July 24, 2013
The nation's 33,000 middle-market manufacturing companies are increasingly leveraging advanced manufacturing techniques to generate increased revenue and productivity growth. A new report released by the National Center for the Middle Market (NCMM), Columbus, Ohio, and the National Association of Manufacturers (NAM), Washington, D.C., indicates that the 47 percent of mid-market manufacturers currently using advanced manufacturing techniques have experienced a 20 percent profitability increase over the last five years. These companies are most frequently leveraging automation, computer technologies, process technologies, and information technologies.
In the past year, mid-market manufacturers using advanced manufacturing techniques reported a 3.4 percent increase in job growth and project employment growth at 4.7 percent in the next 12 months. According to the research, advanced techniques are most commonly leveraged by middle-market companies with annual revenues between $100 million and $1 billion. The report also highlights that vast opportunities to generate further growth remain. According to the 53 percent of companies that have not yet adopted advanced manufacturing techniques, 78 percent indicate they plan to do so in the next three to five years.
The NCMM, a partnership of GE Capital and The Ohio State University's Fisher College of Business, defines the U.S. middle market as companies with annual revenues between $10 million and $1 billion. This sector encompasses nearly 200,000 companies and accounts for nearly one-third of U.S. GDP.
While widespread adoption of new advanced manufacturing techniques is a positive indicator of economic growth, the report also reveals a startling skills gap in the American workforce to fill these jobs. Ninety-five percent of companies using advanced manufacturing techniques reported that innovation has changed recruitment and training methods, and 81 percent of users said demand for skilled manufacturing is significantly higher now than in the past.

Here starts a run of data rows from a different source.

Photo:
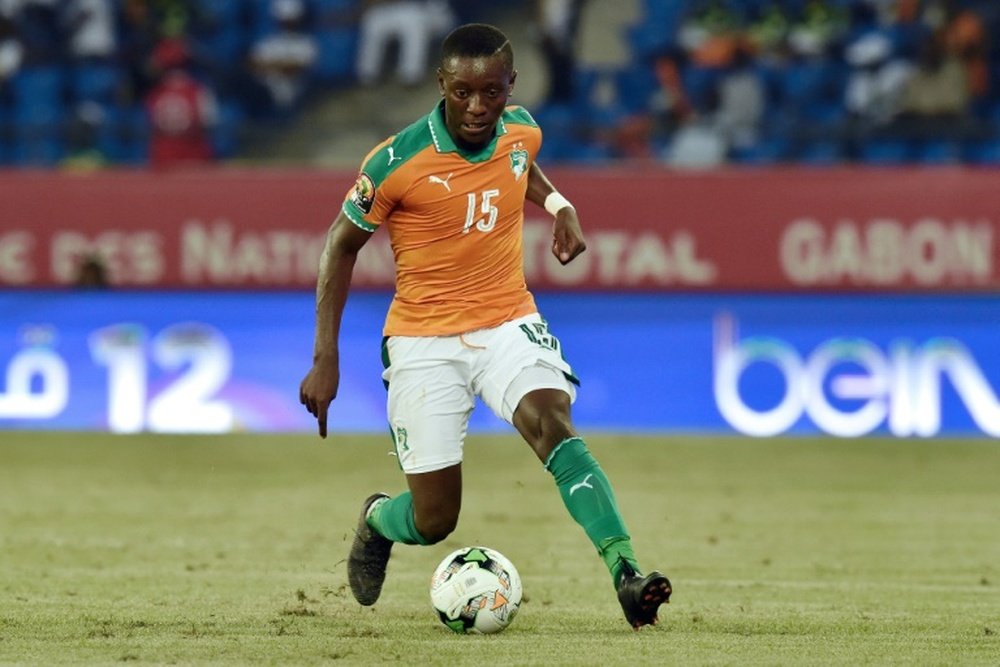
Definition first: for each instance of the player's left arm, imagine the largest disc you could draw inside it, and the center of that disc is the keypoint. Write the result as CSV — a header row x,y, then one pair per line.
x,y
567,235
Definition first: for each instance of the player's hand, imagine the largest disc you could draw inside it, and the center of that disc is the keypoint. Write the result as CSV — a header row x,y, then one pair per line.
x,y
567,236
318,389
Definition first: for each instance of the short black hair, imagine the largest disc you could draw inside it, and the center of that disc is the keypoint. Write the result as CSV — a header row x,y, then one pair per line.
x,y
476,40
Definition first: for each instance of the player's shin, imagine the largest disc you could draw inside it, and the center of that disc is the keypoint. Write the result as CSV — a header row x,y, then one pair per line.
x,y
394,520
587,494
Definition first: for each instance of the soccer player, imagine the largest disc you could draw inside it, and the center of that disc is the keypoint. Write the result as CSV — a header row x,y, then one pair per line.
x,y
450,190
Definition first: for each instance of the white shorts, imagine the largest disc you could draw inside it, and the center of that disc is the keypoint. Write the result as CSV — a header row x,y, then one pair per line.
x,y
433,382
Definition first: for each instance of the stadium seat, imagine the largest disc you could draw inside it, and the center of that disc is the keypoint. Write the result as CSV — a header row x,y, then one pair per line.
x,y
226,134
635,86
39,90
337,51
95,82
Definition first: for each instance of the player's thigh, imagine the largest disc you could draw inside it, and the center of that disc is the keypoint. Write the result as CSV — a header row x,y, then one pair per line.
x,y
524,356
429,402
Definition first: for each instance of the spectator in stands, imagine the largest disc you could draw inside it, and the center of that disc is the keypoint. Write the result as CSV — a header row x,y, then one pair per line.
x,y
182,110
11,54
966,37
82,129
816,31
138,34
41,31
558,24
412,24
935,99
767,33
90,29
283,61
876,79
742,101
710,35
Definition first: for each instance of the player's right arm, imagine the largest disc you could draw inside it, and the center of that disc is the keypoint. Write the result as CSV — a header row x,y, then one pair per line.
x,y
344,240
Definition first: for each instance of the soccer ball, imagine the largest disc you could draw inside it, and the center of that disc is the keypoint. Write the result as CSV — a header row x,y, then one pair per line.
x,y
476,590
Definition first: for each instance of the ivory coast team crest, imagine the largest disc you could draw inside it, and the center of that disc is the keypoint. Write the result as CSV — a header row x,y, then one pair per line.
x,y
518,163
364,193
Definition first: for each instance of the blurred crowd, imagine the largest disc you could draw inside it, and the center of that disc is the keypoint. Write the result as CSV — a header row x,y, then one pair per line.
x,y
167,82
706,82
818,81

Among users, 93 percent reported a skills deficiency, and 74 percent reported deficiencies in science, technology, engineering, and math. Users identified inadequate technology and computer skills, lack of technical skills, and inadequate math skills as top recruitment challenges.
"Through a renewed focus on training and collaboration with education institutions, more mid-market manufacturers may be able to break past this skills gap, but there must be a concerted effort to close this void in order to fully reap the benefits that advanced manufacturing has to offer," said Dr. Anil Makhija, national director for NCMM.
According to Chad Moutray, chief economist for NAM, "Mid-market manufacturing growth reflects the new manufacturing — a sleek, technology-driven sector with exponential power to drive the economy. However, these positive steps have made a skilled workforce more important than ever."
Moutray said that 600,000 manufacturing jobs remain unfilled because employers can't find skilled workers. He believes improving STEM education and enacting comprehensive immigration reform are essential to closing the skills gap.
NCMM, founded in partnership with GE Capital, serves as a source of research on the U.S. middle-market economy. NAM represents small and large manufacturers in every industrial sector in all 50 states.